President Obama visited Los Angeles during rush hour(s) Monday afternoon, and it caused epic traffic jams.

The anger over the traffic nightmare at least brought to fruition President Obama’s promise to bring together people from different backgrounds:

No matter their politics, Los Angeles residents found themselves united. “It was a beautiful thing,” said Brentwood resident Myles Berkowitz, commiserating with his neighbors on Montana Avenue. “Young, old, black, white — everyone was pissed off.”

Unity at last, by way of one giant post-racial traffic jam.

(h/t JammieWearingFool)

Comments

3 Responses to “Obama Causes All Races, Creeds, Religions and Ages to Join Hands in Unity”

  1. Joyanna Adams on August 18th, 2010 5:05 pm

    Frankly, I think he enjoys being the "watch me piss off America" President.

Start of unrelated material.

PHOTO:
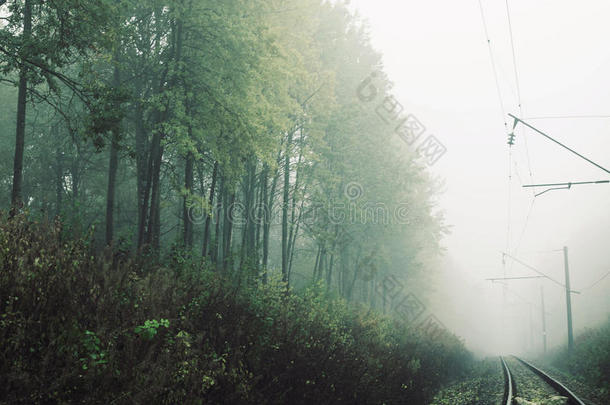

  2. Clu Seatoe on August 19th, 2010 1:04 am

    This is chopper 12 over the 405 fry at the El Toro “Y” and boy to we have a snarled backup. Looks like it’s all the way back to the San Fernando Valley. Wow, what a mess!

    What’s that?

    No, it’s not another white Bronco. Oh, there! Look, it’s a damn mongrel on the road blocking the traffic and lifting it‘s leg on cars as they try to get by.

    Doesn’t even have a tag. Can’t tell where it comes from.